Maureen was fighting with John about their daughter when she fell asleep. When she woke up two little kids were staring down at her with wide eyes and big smiles.
“Good morning,” she said.
“Did you stay all night?” Judd asked.
“I fell asleep watching a movie. Holt?” She nudged him with her elbow.
He buried his face in her hair. “You’re on your own. I went to sleep too.”
“Can we keep her?” Waylon whispered.
Holt chuckled.
Sharlene elbowed him harder that time.
“Please, Uncle Holt. Please say we can keep her. We can ’dopt her and she can be a Jackson,” Judd said.
“It’s not that easy.” Sharlene sat up and reached for her boots. “I’ve got to get back to the Honky Tonk.”
“Stay around. I’ll make breakfast. Do you like biscuits and gravy?”
Judd danced a jig right there in her pajamas. “Waylon, she’s goin’ to stay and eat with us. When she eats Uncle Holt’s biscuits she’ll let us ’dopt her, I just know it.”
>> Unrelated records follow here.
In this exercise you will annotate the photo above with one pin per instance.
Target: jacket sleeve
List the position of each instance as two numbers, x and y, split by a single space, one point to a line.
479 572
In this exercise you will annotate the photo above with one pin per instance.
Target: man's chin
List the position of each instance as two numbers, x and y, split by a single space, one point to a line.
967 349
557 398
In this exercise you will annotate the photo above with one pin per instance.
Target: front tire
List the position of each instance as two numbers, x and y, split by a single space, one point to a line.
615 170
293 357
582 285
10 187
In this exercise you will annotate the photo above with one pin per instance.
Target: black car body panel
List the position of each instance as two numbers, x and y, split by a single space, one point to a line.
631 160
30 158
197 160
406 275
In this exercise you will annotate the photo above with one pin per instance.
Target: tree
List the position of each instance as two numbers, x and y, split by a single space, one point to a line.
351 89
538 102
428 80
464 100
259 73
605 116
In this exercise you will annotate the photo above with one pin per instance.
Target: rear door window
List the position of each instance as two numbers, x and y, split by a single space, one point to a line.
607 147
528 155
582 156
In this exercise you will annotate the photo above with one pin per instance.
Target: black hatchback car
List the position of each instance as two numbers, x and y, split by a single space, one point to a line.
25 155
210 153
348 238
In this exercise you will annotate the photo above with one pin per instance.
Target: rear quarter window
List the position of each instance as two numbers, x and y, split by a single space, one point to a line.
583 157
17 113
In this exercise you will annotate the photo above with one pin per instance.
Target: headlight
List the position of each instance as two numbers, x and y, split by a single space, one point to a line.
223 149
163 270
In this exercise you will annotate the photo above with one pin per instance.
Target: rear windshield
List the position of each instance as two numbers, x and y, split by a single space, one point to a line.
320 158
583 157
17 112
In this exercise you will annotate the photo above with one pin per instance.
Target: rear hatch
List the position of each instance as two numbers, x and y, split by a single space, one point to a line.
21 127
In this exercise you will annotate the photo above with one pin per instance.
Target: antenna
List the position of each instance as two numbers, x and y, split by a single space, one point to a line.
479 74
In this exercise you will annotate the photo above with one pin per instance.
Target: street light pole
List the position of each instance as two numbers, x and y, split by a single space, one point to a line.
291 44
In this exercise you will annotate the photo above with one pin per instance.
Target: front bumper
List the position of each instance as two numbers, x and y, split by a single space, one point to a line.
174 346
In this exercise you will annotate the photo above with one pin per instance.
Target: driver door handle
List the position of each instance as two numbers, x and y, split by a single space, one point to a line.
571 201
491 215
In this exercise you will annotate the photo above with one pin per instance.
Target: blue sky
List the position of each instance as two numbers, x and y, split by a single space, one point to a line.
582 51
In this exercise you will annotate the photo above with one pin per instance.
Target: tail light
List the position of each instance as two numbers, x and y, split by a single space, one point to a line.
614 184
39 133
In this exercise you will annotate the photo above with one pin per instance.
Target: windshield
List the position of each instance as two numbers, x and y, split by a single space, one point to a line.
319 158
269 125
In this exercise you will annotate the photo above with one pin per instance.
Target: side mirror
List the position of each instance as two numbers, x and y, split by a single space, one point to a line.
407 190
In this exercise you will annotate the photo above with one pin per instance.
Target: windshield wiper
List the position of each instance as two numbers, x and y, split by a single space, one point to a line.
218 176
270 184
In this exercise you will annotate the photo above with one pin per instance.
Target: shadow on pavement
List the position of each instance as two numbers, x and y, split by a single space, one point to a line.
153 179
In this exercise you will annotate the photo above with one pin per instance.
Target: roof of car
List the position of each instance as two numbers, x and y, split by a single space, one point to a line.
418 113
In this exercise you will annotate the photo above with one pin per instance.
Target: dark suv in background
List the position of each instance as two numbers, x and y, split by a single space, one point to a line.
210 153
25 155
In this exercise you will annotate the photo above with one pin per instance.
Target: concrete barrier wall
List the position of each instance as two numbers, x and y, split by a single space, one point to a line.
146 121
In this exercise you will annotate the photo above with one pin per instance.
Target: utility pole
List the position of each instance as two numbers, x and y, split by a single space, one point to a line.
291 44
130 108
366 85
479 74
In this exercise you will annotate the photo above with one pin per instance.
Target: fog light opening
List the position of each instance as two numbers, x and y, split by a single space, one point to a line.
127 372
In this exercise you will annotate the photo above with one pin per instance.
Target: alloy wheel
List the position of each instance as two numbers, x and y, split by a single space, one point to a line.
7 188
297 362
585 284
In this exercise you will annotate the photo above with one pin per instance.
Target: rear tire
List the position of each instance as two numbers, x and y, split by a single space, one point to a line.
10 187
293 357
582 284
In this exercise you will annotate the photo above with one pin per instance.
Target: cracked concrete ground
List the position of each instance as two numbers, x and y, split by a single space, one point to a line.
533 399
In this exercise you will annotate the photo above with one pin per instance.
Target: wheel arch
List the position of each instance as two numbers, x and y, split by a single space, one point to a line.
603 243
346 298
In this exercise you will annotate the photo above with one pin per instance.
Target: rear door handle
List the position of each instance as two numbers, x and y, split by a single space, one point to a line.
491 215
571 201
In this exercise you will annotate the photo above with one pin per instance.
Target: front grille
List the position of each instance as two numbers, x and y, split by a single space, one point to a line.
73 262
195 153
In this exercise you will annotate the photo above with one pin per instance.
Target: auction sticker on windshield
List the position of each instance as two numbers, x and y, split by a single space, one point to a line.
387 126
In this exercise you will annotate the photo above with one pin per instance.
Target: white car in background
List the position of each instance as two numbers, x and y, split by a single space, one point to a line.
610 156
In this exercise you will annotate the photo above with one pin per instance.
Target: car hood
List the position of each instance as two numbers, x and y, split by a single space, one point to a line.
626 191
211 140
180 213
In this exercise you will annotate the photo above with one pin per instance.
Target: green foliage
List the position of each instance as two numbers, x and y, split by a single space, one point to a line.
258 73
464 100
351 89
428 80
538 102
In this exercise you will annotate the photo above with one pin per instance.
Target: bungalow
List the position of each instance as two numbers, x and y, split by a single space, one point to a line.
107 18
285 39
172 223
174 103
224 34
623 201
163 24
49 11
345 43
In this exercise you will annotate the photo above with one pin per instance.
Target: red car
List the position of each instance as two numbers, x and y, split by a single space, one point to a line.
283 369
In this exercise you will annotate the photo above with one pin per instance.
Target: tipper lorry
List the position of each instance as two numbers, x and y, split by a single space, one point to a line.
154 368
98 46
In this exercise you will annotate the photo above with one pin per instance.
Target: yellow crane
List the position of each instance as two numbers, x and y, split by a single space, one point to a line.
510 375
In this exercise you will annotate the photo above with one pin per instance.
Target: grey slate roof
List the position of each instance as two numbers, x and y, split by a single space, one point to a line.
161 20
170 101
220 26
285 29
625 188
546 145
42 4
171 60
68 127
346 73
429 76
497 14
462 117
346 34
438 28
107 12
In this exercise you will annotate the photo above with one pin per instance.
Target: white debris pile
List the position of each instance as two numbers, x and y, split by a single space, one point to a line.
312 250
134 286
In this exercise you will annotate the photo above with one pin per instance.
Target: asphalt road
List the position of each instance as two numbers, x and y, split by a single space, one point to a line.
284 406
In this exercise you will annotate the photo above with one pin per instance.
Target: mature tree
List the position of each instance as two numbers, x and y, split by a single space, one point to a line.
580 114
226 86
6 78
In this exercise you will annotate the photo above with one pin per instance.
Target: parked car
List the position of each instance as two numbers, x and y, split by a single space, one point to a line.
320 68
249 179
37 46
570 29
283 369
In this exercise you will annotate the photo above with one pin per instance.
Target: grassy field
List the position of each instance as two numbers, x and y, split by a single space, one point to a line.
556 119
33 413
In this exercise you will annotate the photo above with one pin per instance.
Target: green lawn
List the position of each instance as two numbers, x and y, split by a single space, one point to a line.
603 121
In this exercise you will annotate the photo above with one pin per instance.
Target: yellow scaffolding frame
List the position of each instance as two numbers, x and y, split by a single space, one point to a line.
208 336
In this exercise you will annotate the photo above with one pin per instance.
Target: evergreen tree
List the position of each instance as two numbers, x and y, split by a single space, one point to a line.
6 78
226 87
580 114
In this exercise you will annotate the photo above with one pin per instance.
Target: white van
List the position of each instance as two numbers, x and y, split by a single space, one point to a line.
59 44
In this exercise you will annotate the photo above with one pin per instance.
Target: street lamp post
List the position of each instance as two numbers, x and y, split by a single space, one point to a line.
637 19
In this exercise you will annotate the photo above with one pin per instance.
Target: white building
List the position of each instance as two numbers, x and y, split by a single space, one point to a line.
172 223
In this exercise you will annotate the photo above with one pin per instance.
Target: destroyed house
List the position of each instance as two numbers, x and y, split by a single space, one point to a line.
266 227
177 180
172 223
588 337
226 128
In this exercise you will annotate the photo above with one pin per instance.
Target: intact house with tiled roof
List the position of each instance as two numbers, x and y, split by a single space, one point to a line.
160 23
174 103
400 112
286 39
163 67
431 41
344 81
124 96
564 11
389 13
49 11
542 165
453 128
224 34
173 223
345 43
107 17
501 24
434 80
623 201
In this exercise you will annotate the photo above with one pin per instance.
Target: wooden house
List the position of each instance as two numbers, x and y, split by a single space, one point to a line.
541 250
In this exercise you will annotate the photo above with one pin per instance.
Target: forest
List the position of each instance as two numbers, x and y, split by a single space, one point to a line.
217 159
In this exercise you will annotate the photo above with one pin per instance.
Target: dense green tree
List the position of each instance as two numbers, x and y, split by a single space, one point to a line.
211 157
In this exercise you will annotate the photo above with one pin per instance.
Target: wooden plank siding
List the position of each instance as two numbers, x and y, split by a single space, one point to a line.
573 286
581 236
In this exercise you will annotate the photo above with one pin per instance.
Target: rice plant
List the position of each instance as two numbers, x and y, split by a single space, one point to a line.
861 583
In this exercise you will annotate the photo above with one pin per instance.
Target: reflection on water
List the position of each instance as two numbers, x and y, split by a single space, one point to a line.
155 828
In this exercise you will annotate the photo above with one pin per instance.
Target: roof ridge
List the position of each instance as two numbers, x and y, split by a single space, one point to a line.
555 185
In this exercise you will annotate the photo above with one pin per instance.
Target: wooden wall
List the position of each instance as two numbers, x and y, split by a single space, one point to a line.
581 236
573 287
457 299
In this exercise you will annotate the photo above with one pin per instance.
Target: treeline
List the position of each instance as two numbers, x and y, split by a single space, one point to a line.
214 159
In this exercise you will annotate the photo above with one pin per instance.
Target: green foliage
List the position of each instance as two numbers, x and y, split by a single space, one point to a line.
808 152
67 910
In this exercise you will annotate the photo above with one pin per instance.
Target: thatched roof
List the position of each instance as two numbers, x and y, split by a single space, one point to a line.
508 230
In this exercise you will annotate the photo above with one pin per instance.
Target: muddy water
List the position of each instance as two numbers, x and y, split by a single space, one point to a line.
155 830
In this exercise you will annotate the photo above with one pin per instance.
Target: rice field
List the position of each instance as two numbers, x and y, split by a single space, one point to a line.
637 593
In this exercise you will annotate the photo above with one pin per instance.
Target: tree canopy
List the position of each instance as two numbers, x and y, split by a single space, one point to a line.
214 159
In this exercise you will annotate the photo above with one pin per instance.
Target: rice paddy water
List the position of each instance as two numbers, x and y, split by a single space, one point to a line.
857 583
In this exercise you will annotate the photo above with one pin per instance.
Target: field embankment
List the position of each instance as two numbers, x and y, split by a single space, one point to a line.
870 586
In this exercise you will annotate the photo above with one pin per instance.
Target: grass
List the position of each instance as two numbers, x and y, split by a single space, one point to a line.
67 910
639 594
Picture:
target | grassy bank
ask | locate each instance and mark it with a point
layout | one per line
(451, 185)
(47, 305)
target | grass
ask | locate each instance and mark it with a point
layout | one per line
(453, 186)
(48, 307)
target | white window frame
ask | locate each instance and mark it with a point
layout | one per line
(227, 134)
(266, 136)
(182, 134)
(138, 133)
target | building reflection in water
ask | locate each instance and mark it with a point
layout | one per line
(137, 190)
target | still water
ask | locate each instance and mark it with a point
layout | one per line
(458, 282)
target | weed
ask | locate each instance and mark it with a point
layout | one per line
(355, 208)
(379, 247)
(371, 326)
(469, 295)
Holt couldn’t keep the grin off his face. He was falling for the woman and didn’t know what to do about it.
She couldn’t tell them no so she dropped her boots. “What can I do to help?”
Chapter 11
The day started like any other routine day for a fine fall October day. A few trees were starting to show some yellow and burgundy color. The thermometer finally dipped down below the hotter-than-hell mark. It had been two weeks since she’d fallen asleep on Holt’s sofa and the kids bugged the devil out of her every day wanting to know if she was coming home with them to spend the night.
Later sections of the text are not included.